Voici une analyse stratégique de ce séisme politique articulée autour de trois axes majeurs.
1. Le Plan Interne : La Rupture du “Consensus National” En diplomatie, la légitimité internationale prend racine dans la stabilité et le soutien du pays d’origine. Le non-soutien du Sénégal à la candidature de Macky Sall marque une rupture historique avec la tradition de solidarité étatique sénégalaise.
Le désaveu des nouvelles autorités : L’arrivée au pouvoir de Bassirou Diomaye Faye et d’Ousmane Sonko a radicalement changé la donne. Soutenir Macky Sall aurait été perçu par la base électorale du PASTEF comme une validation de la gouvernance passée, marquée par des tensions sociales aigües et des reports électoraux contestés.
Le poids des crises pré-alternance : Les remous politiques de 2023 et début 2024 ont terni l’image d’un Sénégal “modèle de démocratie”. Pour l’État sénégalais actuel, l’absence de parrainage officiel est un signal clair : le rayonnement international ne peut plus servir de paravent aux différends politiques internes. Sans le sceau de son propre pays, une candidature au Secrétariat général de l’ONU perd sa crédibilité dès le premier tour de table.
2. Le Plan Communautaire : Le Silence Assourdissant de l’Union Africaine. L’Union Africaine a souvent prôné l’unité pour porter des voix africaines au sommet des organisations internationales. Pourtant, dans le cas de Macky Sall, l’organisation a observé une neutralité proche de l’indifférence.
Le principe de subsidiarité inversé : Traditionnellement, l’UA s’aligne sur le choix du pays membre. En l’absence de soutien de Dakar, l’UA s’est retrouvée dans une impasse diplomatique. Soutenir Sall contre l’avis du gouvernement sénégalais en place aurait constitué une ingérence inacceptable dans les affaires intérieures d’un État membre.

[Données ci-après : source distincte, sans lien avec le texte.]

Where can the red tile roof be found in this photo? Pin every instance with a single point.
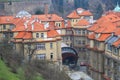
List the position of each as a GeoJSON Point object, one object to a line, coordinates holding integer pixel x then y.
{"type": "Point", "coordinates": [117, 31]}
{"type": "Point", "coordinates": [103, 37]}
{"type": "Point", "coordinates": [23, 35]}
{"type": "Point", "coordinates": [19, 28]}
{"type": "Point", "coordinates": [52, 33]}
{"type": "Point", "coordinates": [28, 35]}
{"type": "Point", "coordinates": [82, 22]}
{"type": "Point", "coordinates": [86, 13]}
{"type": "Point", "coordinates": [91, 36]}
{"type": "Point", "coordinates": [20, 35]}
{"type": "Point", "coordinates": [116, 43]}
{"type": "Point", "coordinates": [48, 17]}
{"type": "Point", "coordinates": [76, 14]}
{"type": "Point", "coordinates": [6, 19]}
{"type": "Point", "coordinates": [68, 24]}
{"type": "Point", "coordinates": [36, 26]}
{"type": "Point", "coordinates": [73, 15]}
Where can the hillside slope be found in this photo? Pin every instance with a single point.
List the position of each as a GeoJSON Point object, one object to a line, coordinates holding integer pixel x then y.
{"type": "Point", "coordinates": [5, 73]}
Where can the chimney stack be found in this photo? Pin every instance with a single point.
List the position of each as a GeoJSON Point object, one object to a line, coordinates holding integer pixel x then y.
{"type": "Point", "coordinates": [46, 8]}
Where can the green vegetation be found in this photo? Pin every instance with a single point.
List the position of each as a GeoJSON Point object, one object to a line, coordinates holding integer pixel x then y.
{"type": "Point", "coordinates": [5, 73]}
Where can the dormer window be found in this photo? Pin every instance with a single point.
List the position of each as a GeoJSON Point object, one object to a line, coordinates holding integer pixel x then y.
{"type": "Point", "coordinates": [37, 35]}
{"type": "Point", "coordinates": [42, 35]}
{"type": "Point", "coordinates": [4, 26]}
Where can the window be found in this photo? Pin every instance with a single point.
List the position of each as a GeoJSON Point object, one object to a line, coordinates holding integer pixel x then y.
{"type": "Point", "coordinates": [51, 45]}
{"type": "Point", "coordinates": [59, 24]}
{"type": "Point", "coordinates": [4, 26]}
{"type": "Point", "coordinates": [73, 20]}
{"type": "Point", "coordinates": [109, 47]}
{"type": "Point", "coordinates": [42, 35]}
{"type": "Point", "coordinates": [79, 32]}
{"type": "Point", "coordinates": [83, 32]}
{"type": "Point", "coordinates": [51, 56]}
{"type": "Point", "coordinates": [41, 46]}
{"type": "Point", "coordinates": [11, 34]}
{"type": "Point", "coordinates": [116, 50]}
{"type": "Point", "coordinates": [83, 42]}
{"type": "Point", "coordinates": [40, 56]}
{"type": "Point", "coordinates": [79, 42]}
{"type": "Point", "coordinates": [37, 35]}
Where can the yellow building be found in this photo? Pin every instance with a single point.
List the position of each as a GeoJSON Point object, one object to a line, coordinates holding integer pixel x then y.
{"type": "Point", "coordinates": [33, 39]}
{"type": "Point", "coordinates": [99, 43]}
{"type": "Point", "coordinates": [6, 25]}
{"type": "Point", "coordinates": [76, 31]}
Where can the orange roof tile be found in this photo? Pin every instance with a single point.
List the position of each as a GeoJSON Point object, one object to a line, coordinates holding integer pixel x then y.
{"type": "Point", "coordinates": [106, 27]}
{"type": "Point", "coordinates": [103, 37]}
{"type": "Point", "coordinates": [91, 36]}
{"type": "Point", "coordinates": [82, 22]}
{"type": "Point", "coordinates": [36, 26]}
{"type": "Point", "coordinates": [51, 25]}
{"type": "Point", "coordinates": [6, 19]}
{"type": "Point", "coordinates": [52, 33]}
{"type": "Point", "coordinates": [116, 43]}
{"type": "Point", "coordinates": [20, 35]}
{"type": "Point", "coordinates": [117, 31]}
{"type": "Point", "coordinates": [28, 35]}
{"type": "Point", "coordinates": [73, 15]}
{"type": "Point", "coordinates": [23, 35]}
{"type": "Point", "coordinates": [19, 28]}
{"type": "Point", "coordinates": [86, 13]}
{"type": "Point", "coordinates": [94, 27]}
{"type": "Point", "coordinates": [68, 24]}
{"type": "Point", "coordinates": [48, 17]}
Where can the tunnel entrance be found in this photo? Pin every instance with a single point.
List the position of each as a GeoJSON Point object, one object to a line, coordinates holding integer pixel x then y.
{"type": "Point", "coordinates": [69, 56]}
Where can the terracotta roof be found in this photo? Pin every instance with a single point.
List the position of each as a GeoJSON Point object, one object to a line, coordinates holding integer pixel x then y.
{"type": "Point", "coordinates": [106, 27]}
{"type": "Point", "coordinates": [28, 35]}
{"type": "Point", "coordinates": [82, 22]}
{"type": "Point", "coordinates": [103, 37]}
{"type": "Point", "coordinates": [48, 17]}
{"type": "Point", "coordinates": [23, 35]}
{"type": "Point", "coordinates": [68, 24]}
{"type": "Point", "coordinates": [36, 26]}
{"type": "Point", "coordinates": [116, 43]}
{"type": "Point", "coordinates": [51, 25]}
{"type": "Point", "coordinates": [93, 27]}
{"type": "Point", "coordinates": [86, 13]}
{"type": "Point", "coordinates": [52, 33]}
{"type": "Point", "coordinates": [91, 36]}
{"type": "Point", "coordinates": [6, 19]}
{"type": "Point", "coordinates": [19, 28]}
{"type": "Point", "coordinates": [73, 15]}
{"type": "Point", "coordinates": [117, 31]}
{"type": "Point", "coordinates": [20, 35]}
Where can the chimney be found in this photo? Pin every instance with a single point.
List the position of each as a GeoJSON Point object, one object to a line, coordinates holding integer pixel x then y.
{"type": "Point", "coordinates": [33, 26]}
{"type": "Point", "coordinates": [46, 8]}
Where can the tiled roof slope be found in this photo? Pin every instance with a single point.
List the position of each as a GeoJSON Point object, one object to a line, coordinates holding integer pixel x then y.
{"type": "Point", "coordinates": [78, 13]}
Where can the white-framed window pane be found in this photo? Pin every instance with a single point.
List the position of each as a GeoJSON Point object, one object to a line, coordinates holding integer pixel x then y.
{"type": "Point", "coordinates": [41, 46]}
{"type": "Point", "coordinates": [40, 56]}
{"type": "Point", "coordinates": [37, 35]}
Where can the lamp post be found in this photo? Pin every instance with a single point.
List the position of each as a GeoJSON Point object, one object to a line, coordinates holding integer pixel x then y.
{"type": "Point", "coordinates": [31, 50]}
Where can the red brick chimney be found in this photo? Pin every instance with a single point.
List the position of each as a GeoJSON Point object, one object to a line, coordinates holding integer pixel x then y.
{"type": "Point", "coordinates": [46, 8]}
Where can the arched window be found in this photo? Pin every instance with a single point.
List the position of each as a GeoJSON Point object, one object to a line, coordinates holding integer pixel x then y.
{"type": "Point", "coordinates": [51, 56]}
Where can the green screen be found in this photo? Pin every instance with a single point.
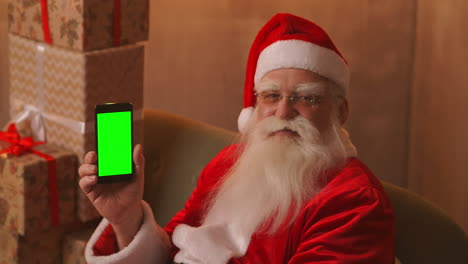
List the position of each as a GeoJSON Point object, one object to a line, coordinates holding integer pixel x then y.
{"type": "Point", "coordinates": [114, 138]}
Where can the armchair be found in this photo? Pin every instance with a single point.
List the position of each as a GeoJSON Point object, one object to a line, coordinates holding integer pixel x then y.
{"type": "Point", "coordinates": [177, 149]}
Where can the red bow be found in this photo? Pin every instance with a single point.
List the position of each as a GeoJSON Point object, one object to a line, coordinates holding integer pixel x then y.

Le discrédit lié aux mandats passés : En tant qu’ancien président du Comité d’orientation du NEPAD et ancien président en exercice de l’UA, Macky Sall disposait d’un réseau solide. Cependant, son silence ou ses positions lors des crises au Sahel et des coups d’État dans la région ont affaibli son aura de “médiateur indispensable”. L’UA semble avoir privilégié la cohésion avec les nouveaux exécutifs plutôt que la loyauté envers les anciens pairs.
3. Enjeux et Conséquences Géostratégiques : Un Nouveau Paradigme. Cette décision – et l’échec qui en découle – emporte des conséquences qui dépassent la simple personne de Macky Sall.
La fin de l’exception sénégalaise ? Pendant des décennies, le Sénégal a bénéficié d’une influence disproportionnée par rapport à son poids économique grâce à sa diplomatie de prestige. Ce blocage montre que le prestige personnel d’un dirigeant ne survit plus à son éviction politique. Cela pourrait affaiblir la capacité du Sénégal à placer ses cadres dans les hautes sphères mondiales à court terme.
Le message envoyé aux dirigeants africains : Le cas Sall sonne comme un avertissement. La “retraite dorée” dans les organisations internationales (ONU, OIF, UA) n’est plus garantie. Elle dépend désormais de la qualité de la passation de pouvoir et de l’héritage laissé au pays.
Une opportunité pour d’autres pôles d’influence : Ce vide laissé par le Sénégal profite à d’autres puissances régionales (Nigeria, Kenya, Maroc) qui cherchent à occuper le leadership diplomatique africain sur la scène mondiale. Le message est clair : l’Afrique veut être représentée par des figures qui font l’unanimité chez elles avant de prétendre parler au nom du monde.
Conclusion
L’échec de la candidature de Macky Sall n’est pas seulement une défaite individuelle ; c’est le symptôme d’une Afrique en mutation où la légitimité démocratique interne devient le préalable indispensable à l’ambition internationale. Pour le Sénégal, c’est l’heure de redéfinir sa doctrine diplomatique sous une nouvelle ère.